Sir Humphrey Gilbert

By Henry Wadsworth Longfellow 1807–1882 Henry Wadsworth Longfellow
Southward with fleet of ice
Sailed the corsair Death;
Wild and gast blew the blast,
And the east-wind was his breath.

His lordly ships of ice
Glisten in the sun;
On each side, like pennons wide,
Flashing crystal streamlets run.

His sails of white sea-mist
Dripped with silver rain;
But where he passed there were cast
Leaden shadows o'er the main.

Eastward from Campobello
Sir Humphrey Gilbert sailed;
Three days or more seaward he bore,
Then, alas! the land-wind failed.

Alas! the land-wind failed,
And ice-cold grew the night;
And nevermore, on sea or shore,
Should Sir Humphrey see the light.

He sat upon the deck,
The Book was in his hand;
"Do not fear!
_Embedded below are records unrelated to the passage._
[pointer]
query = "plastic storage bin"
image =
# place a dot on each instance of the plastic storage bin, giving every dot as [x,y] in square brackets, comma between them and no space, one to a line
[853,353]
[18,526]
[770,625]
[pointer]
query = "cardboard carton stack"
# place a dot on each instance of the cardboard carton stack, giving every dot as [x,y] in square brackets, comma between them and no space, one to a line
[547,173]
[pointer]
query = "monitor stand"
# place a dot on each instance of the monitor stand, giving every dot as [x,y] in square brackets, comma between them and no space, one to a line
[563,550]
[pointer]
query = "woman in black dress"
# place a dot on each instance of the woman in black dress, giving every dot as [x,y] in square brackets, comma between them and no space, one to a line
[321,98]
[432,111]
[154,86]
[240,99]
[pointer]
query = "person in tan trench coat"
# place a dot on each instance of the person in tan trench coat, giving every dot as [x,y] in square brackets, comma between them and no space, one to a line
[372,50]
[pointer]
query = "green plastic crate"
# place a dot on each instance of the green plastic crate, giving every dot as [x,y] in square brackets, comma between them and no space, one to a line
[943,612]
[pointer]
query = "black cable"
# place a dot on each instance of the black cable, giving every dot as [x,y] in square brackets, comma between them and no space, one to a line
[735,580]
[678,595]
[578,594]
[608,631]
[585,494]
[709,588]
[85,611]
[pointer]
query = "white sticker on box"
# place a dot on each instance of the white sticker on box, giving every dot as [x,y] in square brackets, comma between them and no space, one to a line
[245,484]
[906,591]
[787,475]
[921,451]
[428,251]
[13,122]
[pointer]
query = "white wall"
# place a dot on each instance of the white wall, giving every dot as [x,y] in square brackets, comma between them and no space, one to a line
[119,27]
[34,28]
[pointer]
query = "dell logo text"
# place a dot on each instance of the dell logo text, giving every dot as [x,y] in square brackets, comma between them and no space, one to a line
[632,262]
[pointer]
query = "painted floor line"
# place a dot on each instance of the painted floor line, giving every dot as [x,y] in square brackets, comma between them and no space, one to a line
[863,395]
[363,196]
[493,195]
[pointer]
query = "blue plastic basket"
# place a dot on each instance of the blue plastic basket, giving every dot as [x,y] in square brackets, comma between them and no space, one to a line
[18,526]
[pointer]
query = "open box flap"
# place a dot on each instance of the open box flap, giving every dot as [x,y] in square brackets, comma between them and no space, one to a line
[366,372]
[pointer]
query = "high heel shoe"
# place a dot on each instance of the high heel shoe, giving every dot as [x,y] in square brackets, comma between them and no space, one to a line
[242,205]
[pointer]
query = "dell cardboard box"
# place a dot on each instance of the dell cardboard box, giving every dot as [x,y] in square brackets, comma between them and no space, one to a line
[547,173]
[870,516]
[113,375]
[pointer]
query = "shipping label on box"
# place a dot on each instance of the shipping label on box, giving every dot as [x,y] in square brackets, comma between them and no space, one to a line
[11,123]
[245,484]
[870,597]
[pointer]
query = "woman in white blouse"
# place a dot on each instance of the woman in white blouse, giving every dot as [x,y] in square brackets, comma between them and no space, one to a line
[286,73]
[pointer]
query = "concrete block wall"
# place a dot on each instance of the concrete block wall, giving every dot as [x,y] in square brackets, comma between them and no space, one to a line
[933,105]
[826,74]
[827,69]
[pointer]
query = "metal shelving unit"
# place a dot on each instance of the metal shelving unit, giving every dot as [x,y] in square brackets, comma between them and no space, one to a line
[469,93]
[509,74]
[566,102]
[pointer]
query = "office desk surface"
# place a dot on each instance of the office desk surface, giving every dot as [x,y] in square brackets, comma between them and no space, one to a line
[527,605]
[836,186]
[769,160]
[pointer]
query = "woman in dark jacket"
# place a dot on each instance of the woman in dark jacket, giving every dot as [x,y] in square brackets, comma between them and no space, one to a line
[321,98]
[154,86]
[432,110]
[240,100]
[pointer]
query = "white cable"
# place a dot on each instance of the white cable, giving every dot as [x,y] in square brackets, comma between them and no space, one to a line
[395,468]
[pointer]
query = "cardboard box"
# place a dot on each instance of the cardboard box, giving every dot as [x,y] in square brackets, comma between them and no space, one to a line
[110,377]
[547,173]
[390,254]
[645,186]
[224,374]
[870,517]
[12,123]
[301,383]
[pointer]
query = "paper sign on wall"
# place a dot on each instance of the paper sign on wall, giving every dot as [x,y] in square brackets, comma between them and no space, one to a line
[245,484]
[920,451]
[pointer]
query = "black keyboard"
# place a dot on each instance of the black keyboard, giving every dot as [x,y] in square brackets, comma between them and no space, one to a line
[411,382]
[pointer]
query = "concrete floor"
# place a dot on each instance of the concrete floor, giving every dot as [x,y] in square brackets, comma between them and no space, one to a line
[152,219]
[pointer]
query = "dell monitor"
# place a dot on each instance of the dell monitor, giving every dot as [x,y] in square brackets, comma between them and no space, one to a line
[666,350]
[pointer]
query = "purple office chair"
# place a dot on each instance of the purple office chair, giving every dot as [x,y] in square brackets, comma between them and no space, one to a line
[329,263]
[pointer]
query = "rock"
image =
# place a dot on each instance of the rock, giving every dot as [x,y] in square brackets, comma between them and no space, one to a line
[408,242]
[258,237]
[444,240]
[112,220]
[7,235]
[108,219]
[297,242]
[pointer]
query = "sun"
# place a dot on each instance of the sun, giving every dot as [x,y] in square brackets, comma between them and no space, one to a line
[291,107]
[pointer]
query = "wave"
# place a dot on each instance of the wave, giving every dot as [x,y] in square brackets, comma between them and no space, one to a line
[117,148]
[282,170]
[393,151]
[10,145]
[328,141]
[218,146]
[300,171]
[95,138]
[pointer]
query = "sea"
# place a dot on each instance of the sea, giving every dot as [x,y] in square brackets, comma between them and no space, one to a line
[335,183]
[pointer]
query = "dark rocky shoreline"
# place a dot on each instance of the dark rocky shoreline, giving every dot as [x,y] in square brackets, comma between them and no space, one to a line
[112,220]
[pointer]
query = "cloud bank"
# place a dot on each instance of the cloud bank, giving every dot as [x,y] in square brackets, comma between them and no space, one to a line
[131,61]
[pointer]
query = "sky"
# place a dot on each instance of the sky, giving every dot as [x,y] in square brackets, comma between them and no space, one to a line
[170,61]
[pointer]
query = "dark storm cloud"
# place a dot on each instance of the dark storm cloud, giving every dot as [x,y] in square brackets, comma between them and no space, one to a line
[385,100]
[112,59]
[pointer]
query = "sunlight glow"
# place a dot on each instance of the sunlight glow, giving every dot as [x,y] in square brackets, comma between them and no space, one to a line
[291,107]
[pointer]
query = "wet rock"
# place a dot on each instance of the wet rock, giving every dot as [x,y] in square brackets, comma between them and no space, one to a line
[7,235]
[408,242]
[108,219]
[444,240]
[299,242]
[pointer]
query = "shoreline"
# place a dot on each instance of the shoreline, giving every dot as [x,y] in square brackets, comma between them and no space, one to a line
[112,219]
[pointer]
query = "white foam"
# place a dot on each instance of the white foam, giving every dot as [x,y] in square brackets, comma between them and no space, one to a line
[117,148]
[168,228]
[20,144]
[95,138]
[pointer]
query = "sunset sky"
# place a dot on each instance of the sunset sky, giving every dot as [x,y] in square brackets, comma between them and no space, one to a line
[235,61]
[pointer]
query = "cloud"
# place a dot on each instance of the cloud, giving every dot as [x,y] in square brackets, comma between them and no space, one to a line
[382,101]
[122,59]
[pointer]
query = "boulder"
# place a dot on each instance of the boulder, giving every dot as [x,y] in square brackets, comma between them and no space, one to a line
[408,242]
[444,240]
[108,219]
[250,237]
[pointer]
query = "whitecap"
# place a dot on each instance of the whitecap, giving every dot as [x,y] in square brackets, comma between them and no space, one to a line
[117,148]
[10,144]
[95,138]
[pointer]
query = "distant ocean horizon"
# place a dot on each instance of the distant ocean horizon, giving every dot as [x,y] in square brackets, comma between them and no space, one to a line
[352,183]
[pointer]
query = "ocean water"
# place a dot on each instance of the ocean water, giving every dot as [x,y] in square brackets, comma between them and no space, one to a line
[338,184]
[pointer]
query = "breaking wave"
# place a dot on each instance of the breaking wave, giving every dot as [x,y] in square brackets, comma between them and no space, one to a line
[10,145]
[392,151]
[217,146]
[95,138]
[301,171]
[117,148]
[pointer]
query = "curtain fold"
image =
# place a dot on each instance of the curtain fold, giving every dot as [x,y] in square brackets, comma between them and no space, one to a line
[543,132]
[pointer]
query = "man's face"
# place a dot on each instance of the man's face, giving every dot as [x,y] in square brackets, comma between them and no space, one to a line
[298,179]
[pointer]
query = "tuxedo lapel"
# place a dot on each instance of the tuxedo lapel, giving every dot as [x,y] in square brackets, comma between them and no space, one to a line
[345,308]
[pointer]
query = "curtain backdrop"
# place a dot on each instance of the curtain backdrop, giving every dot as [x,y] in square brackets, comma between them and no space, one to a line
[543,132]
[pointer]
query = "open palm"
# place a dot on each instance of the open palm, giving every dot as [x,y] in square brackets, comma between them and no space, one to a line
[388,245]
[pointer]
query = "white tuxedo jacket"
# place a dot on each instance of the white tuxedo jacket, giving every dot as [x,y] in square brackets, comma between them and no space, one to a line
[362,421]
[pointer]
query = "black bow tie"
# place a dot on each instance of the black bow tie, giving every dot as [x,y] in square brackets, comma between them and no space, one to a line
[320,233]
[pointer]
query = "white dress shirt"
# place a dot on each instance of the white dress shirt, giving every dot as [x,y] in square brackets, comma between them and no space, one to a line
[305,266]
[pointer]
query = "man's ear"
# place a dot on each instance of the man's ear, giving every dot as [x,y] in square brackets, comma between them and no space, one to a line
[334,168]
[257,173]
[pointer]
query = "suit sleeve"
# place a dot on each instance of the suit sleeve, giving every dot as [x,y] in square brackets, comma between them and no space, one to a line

Heaven is as near,"
He said, "by water as by land!"

In the first watch of the night,
Without a signal's sound,
Out of the sea, mysteriously,
The fleet of Death rose all around.

The moon and the evening star
Were hanging in the shrouds;
Every mast, as it passed,
Seemed to rake the passing clouds.

They grappled with their prize,
At midnight black and cold!
As of a rock was the shock;
Heavily the ground-swell rolled.

Southward through day and dark,
They drift in cold embrace,
With mist and rain, o'er the open main;
Yet there seems no change of place.

Southward, forever southward,
They drift through dark and day;
And like a dream, in the Gulf-Stream
Sinking, vanish all away.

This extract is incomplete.